It might be the most anyone has spent on getting wood since Donald Trump’s third wedding night.
The Province of British Columbia recently put $2.2 million towards the Wood First program, which – on top of having a hilarious name – is focused on finding new ways to utilize B.C.’s world-renowned wood reserves.
The funding went to a variety organizations and departments charged with finding new uses for the age-old material. The funding is as follows:
- B.C. Wood Specialties Group – $558,910
- Canadian Wood Council – $770,109
- University of British Columbia – Centre for Advanced Wood Processing – $359,166
- University of British Columbia – Centre for Interactive Research on Sustainability – $65,000
- FPInnovations – $428,928
- Design Build Research Institute – $51,762
The Centre for Advanced Wood Processing? The B.C. Wood Specialties Group? The Canadian Wood Council?
These might sound made up, but they are assuredly real. When you hear a name like The Canadian Wood Council, it’s hard not to imagine a group of people sitting in handcrafted oak chairs around a beautifully engraved mahogany desk, sipping wood grain alcohol from the finest cedar snifters as they stare at a pile of fresh cut timber – their brows dark with worry – muttering “What next?”

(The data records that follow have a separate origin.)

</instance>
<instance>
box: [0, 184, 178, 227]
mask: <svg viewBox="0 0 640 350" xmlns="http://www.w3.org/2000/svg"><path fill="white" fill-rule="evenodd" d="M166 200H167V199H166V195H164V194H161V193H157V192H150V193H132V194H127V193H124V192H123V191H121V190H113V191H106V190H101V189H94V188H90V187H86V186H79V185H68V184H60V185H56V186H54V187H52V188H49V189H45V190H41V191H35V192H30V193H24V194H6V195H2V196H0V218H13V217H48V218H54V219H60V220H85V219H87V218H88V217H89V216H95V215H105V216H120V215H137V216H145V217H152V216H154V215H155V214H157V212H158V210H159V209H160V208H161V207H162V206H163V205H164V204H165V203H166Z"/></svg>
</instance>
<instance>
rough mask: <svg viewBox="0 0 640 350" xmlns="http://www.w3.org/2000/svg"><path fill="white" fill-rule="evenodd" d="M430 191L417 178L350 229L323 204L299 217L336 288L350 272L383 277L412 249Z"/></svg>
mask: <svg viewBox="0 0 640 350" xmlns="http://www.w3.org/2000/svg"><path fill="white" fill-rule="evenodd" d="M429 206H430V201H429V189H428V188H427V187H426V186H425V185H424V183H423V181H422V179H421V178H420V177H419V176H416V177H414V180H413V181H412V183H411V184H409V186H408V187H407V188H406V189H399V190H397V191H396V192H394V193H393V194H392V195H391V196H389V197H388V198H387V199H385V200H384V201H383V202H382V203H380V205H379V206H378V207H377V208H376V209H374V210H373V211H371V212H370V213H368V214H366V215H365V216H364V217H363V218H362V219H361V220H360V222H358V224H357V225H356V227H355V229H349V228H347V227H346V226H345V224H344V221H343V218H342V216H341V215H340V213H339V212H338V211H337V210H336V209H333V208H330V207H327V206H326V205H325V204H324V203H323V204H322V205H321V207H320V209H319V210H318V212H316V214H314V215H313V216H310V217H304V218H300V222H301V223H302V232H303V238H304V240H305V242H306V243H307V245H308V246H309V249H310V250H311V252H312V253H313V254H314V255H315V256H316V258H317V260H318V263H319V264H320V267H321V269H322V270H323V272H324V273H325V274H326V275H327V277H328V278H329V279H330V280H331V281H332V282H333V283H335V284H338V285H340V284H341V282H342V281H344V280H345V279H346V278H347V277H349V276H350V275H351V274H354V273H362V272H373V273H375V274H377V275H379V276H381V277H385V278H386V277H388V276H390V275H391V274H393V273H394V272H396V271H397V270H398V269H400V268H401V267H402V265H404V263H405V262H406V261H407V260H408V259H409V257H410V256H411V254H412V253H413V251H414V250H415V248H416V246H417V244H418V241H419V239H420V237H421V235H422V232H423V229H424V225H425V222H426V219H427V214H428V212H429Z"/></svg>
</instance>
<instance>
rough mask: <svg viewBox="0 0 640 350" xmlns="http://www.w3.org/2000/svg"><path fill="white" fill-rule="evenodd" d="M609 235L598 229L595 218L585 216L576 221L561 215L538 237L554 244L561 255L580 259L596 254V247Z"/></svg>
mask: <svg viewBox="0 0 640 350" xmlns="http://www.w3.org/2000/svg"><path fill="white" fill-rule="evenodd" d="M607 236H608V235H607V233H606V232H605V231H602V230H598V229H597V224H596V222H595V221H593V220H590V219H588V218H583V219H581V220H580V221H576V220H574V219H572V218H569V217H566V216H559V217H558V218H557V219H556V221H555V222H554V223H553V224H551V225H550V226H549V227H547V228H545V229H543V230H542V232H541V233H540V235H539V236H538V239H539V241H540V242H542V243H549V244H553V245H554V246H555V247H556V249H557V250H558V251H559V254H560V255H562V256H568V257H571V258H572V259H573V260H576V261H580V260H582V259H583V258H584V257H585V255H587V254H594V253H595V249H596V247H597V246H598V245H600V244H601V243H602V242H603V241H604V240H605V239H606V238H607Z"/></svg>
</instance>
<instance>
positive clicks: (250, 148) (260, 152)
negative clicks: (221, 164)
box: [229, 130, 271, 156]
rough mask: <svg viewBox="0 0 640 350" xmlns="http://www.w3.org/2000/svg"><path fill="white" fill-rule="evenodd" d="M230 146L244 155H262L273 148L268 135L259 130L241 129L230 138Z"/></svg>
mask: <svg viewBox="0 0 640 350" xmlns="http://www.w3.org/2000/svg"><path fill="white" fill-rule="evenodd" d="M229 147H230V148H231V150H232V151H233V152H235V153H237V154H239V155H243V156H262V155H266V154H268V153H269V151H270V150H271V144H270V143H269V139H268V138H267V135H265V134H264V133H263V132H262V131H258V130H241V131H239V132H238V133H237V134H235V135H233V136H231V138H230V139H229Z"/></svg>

Sure, wood is used for a lot of things already: furniture, doll furniture, doll houses, bird houses, dog houses, people houses, utensils, cutting boards, crates, boxes, bowls, ladders, broom handles, tent pegs, tent poles, carts, buggies, wagons, that toy where you try and get the ball in the cup or on the peg, what’s that thing called? – whatever. There’s a lot of stuff. You would think we’ve got it covered.

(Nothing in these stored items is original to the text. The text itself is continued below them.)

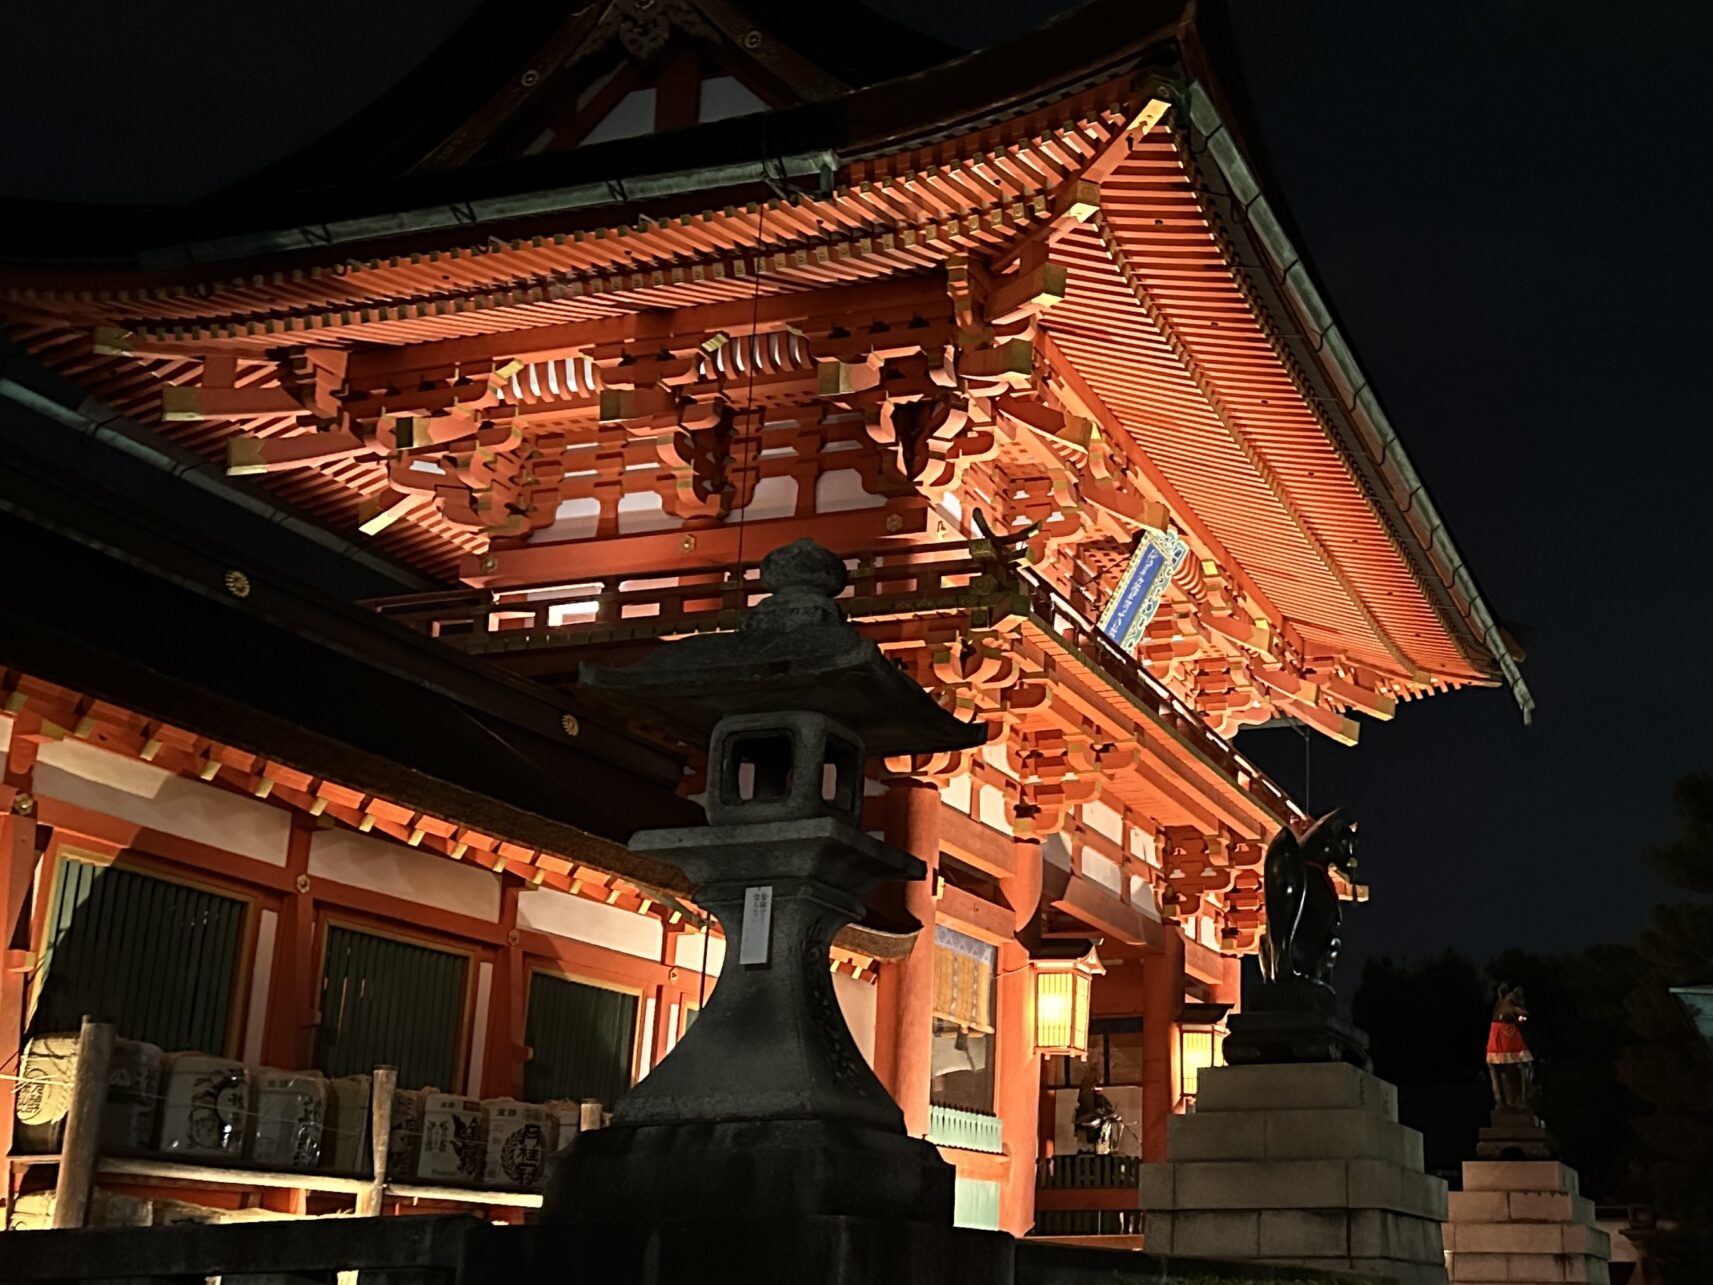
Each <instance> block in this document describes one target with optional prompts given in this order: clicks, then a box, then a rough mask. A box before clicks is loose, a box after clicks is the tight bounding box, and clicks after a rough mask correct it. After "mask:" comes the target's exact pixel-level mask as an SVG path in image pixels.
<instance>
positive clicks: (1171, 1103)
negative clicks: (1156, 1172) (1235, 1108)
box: [1143, 923, 1184, 1163]
mask: <svg viewBox="0 0 1713 1285" xmlns="http://www.w3.org/2000/svg"><path fill="white" fill-rule="evenodd" d="M1182 1013H1184V934H1182V930H1180V929H1179V927H1177V925H1175V923H1173V925H1168V927H1167V932H1165V949H1161V953H1160V954H1149V956H1148V958H1144V959H1143V1160H1146V1162H1148V1163H1160V1162H1163V1160H1165V1158H1167V1121H1168V1119H1172V1109H1173V1107H1175V1105H1177V1085H1179V1030H1177V1023H1179V1016H1180V1014H1182Z"/></svg>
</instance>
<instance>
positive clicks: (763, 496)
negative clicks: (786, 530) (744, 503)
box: [726, 478, 797, 523]
mask: <svg viewBox="0 0 1713 1285" xmlns="http://www.w3.org/2000/svg"><path fill="white" fill-rule="evenodd" d="M795 512H797V478H762V480H761V481H757V483H755V493H754V495H750V502H749V504H745V505H743V507H742V509H733V511H731V512H730V514H726V521H728V523H759V521H764V519H767V517H790V516H791V514H795Z"/></svg>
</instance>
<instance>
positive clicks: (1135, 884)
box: [1131, 874, 1160, 923]
mask: <svg viewBox="0 0 1713 1285" xmlns="http://www.w3.org/2000/svg"><path fill="white" fill-rule="evenodd" d="M1131 905H1132V906H1136V908H1137V910H1139V911H1143V915H1146V917H1148V918H1151V920H1155V922H1156V923H1158V922H1160V906H1158V905H1156V903H1155V889H1151V888H1149V886H1148V881H1146V879H1143V876H1139V874H1132V876H1131Z"/></svg>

However, this funding proves that, as British Columbians, it is our solemn duty – nay, our privilege – to make as much stuff out of wood as possible. So here are a few things that aren’t made of wood, but totally should be:
One of the most limiting aspects of modern automobile design is that manufacturers insist on making cars out of metal, plastic, fiberglass, and other structurally sound (and super boring) materials.

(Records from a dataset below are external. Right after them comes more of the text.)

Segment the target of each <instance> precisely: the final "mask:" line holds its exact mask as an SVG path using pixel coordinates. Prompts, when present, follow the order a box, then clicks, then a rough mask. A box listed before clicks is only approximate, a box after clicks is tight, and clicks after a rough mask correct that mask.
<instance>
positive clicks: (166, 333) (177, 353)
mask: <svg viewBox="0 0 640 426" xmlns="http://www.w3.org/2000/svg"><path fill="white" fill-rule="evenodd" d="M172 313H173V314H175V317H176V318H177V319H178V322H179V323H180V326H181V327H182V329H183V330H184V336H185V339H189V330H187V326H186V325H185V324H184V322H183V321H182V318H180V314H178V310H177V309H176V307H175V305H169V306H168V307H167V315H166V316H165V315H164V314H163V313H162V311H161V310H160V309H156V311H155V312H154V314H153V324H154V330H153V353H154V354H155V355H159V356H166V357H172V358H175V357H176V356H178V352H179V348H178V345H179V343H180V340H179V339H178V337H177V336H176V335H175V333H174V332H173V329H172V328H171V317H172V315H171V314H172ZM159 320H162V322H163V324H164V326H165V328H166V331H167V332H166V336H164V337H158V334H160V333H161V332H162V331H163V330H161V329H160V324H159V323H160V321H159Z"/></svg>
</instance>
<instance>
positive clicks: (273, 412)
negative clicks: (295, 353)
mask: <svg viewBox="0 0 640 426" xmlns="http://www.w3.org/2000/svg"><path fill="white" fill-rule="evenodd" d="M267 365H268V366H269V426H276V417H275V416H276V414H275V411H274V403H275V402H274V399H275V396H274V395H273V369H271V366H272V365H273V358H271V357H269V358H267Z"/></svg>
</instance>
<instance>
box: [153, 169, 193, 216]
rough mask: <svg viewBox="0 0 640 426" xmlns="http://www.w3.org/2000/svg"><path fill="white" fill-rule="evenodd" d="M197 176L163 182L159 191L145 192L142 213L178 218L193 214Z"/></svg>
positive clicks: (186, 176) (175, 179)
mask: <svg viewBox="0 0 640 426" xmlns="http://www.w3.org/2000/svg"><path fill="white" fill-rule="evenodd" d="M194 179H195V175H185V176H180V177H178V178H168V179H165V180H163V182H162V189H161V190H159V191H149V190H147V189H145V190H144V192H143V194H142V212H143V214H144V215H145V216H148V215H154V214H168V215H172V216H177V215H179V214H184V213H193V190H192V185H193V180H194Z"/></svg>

Imagine cruising around town in a beautifully handcrafted Smart Car, made with a medium-sized groves worth of top quality B.C. pine. Sure, a wooden body with a most likely wooden combustion engine might not be the brightest idea in the long run, but think of how cool you’ll look in the short run.
Everyone is thinking it, so I’ll just say it: electronics are too light. When I buy a phone, I don’t want some flimsy little piece of glass and plastic that feels like it’s going to shatter the second I exert a lost-a-round-of-Candy-Crush-for-the-eighth-time-today rage-grip on it.
Give me a hearty oak, a sturdy cherry, a proud fir. Figuring out a way to make a transparent screen out of wood might be an obstacle, but that’s what the Wood First program is for, right?
Don’t you just hate it when you buy a brand new shirt/skirt/dress/robe, and the very first time you wear it to lunch you spill some food or a drink on it? Who doesn’t? That’s where the benefits of wooden clothing really shine. Also, the clothes themselves will really shine, with the variety of lacquers and stains you can apply.
Beavers do it. Woodchucks do it. Even termites in their hills do it. Let’s do it. Let’s eat some wood. Seriously though, it’s like, if you’re not even going to try and digest a little bit of wood pulp from time to time, can you even call yourself a British Columbian? According to the Provincial Government, the answer is no.